It's day two of waking up and writing about whatever song is running through my head. So far, so good.
The Mighty Mighty Bosstones "Where'd You Go?"
Still very much anchored by my love of the Cure and the Smiths, as well as seeing They Might Be Giants more times than I can remember, I started branching out into other genres of music. I enjoyed songs like "Our House" by Madness on the radio in my youth, but had never heard ska as a viable source to the angst-ridden soundtrack of my youth.
About halfway through high school, I discovered a band called the Mighty Mighty Bosstones. I first heard them with a 1993 song called "Someday I Suppose," which was featured on some monthly VHS video subscription that I had signed up for in a fit of wishing my parents had cable so I could watch 120 Minutes in the comfort of my own home. Sure, we would go over to my grandmother's house and I would turn on MTV, but they would always be playing some terrible pop block or Headbanger's Ball. If I knew then what I know now, I would have been happy to have any form of music on MTV.

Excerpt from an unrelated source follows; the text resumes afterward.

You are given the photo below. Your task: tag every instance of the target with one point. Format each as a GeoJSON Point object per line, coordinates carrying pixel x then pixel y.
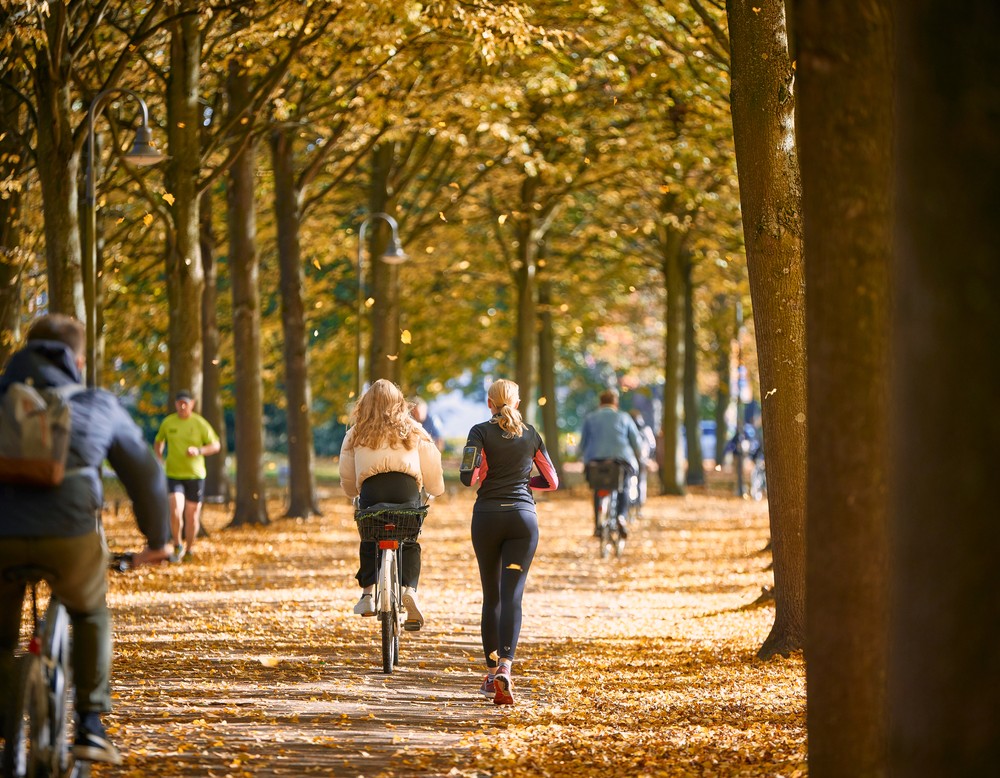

The Bosstones made ska music, but it wasn't like anything I had ever heard before. They played "ska-core;" loud but tuneful songs with a frontman who sounded like he could scare away the meanest dog in my suburban neighborhood. The entire Don't Know How to Party album was in constant rotation in my three-disc shelf system.
Several months later, I remember having to participate in Secret Santa for choir. Each day, while everyone else got little trinkets and Hershey's Kisses stuffed into their sheet-music boxes, mine remained empty. It was pretty depressing. On the final day, however, a single gift appeared in mine. I opened it up to find More Noise and Other Disturbances, an earlier Bosstones album that I didn't know existed. "Where'd You Go?" was featured among a ton of other great songs with relatively low-production values.
The Bosstones have had their ups and downs over the years, most notably receiving one-hit-wonder status with their 1997 song "The Impression That I Get" from the album Let's Face It. I reviewed the album for my college newspaper, correctly predicting that if any one song was going to be a hit, that would be the one. You couldn't escape from it that summer.
I was introduced to other ska bands through their music but none of them ever seemed quite as vital as the Mighty Mighty Bosstones. They're still kicking around with great albums like 2002's A Jackknife to a Swan and 2009's Pin Points and Juke Joints. I buy each album as it is released, happily diving into their back catalog every time.